The refinery, which Prax bought from Total in 2021, filed for insolvency on 29 June. The Insolvency Service confirmed today that three businesses are going into liquidation: Lindsey Oil Refinery Limited, Prax Storage Lindsey Limited and Prax Terminals Killingholme Limited.

Financial records show the refinery lost around £75m between 2021 and February 2024. The government said that Prax was unable to adequately answer repeated requests from energy secretary Michael Shanks to share information about its financial gap, and therefore unable to provide the information they needed to assess Lindsey’s financial viability.

Shanks said: “There have been longstanding issues with this company and workers have been badly let down.”

The government has demanded the Insolvency Service immediately investigate the conduct of the company directors and the circumstances surrounding the insolvency.

“The company has left the government with very little time to act,” said Shanks. “The government is supporting the Official Receiver to carry out their statutory duties, including managing the situation on the site to determine next steps. This will include urgently reporting back on all potential uses of the site, prior to a wind-down of the refinery.”
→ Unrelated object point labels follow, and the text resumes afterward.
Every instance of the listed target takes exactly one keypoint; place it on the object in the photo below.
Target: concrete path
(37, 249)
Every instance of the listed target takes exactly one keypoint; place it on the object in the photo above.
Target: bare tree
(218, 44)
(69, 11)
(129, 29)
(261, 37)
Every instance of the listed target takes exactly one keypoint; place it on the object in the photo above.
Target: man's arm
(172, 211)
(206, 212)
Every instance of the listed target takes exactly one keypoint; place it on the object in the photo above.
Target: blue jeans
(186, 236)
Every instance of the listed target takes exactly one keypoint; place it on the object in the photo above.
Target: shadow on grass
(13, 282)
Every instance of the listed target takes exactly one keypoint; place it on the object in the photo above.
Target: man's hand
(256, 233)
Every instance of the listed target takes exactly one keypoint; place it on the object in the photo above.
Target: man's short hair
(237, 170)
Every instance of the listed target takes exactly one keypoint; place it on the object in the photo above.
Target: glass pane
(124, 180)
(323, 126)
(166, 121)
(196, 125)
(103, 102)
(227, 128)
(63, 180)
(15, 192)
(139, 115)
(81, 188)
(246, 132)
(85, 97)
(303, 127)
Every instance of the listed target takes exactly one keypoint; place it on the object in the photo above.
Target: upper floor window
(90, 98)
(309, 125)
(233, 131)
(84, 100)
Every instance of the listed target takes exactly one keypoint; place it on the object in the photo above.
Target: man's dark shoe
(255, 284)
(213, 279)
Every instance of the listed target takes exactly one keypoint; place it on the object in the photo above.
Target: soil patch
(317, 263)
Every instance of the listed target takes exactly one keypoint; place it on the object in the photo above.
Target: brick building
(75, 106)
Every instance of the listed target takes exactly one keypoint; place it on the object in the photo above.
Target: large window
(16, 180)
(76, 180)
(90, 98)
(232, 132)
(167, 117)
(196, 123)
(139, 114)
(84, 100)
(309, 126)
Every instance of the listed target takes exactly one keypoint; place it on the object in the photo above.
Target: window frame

The trade union Unite has demanded the government intervene immediately to protect Lindsey workers and fuel supplies.

Sharon Graham, Unite general secretary, said: “The government needs a short-term strategy to keep Lindsey operating and a sustainable long-term plan to fully protect all oil and gas workers.”

The government noted that the nearby Phillips 66 Humber refinery is the dominant fuel supplier on Humberside and continues to operate in profit.

With a production capacity of around 110,000 bbl/d Lindsey is the smallest of five refineries left in the UK. Its insolvency follows hot on the heels of the closure of the 150,000 bbl/d Grangemouth refinery in Scotland earlier this year. Its owner Petroineos blamed the closure on high maintenance costs, falling demand for fuels and an inability to compete with larger, modern refineries in the Middle East, Asia and Africa.

Following the release of the government’s long-awaited industrial strategy earlier this month, trade group Fuels Industry UK warned that further action was needed to reduce high industrial energy costs and strengthen skills.

Elizabeth de Jong, CEO of Fuels Industry UK, said: "We have told UK government the severe challenges that our sector faces and the policy changes that can keep our remaining refineries competitive. We must now see a shift towards delivering the changes that can make a difference – inclusion in the Carbon Border Adjustment Mechanism and addressing hugely expensive industrial energy and carbon costs – to put us on an even playing field with the rest of the world.”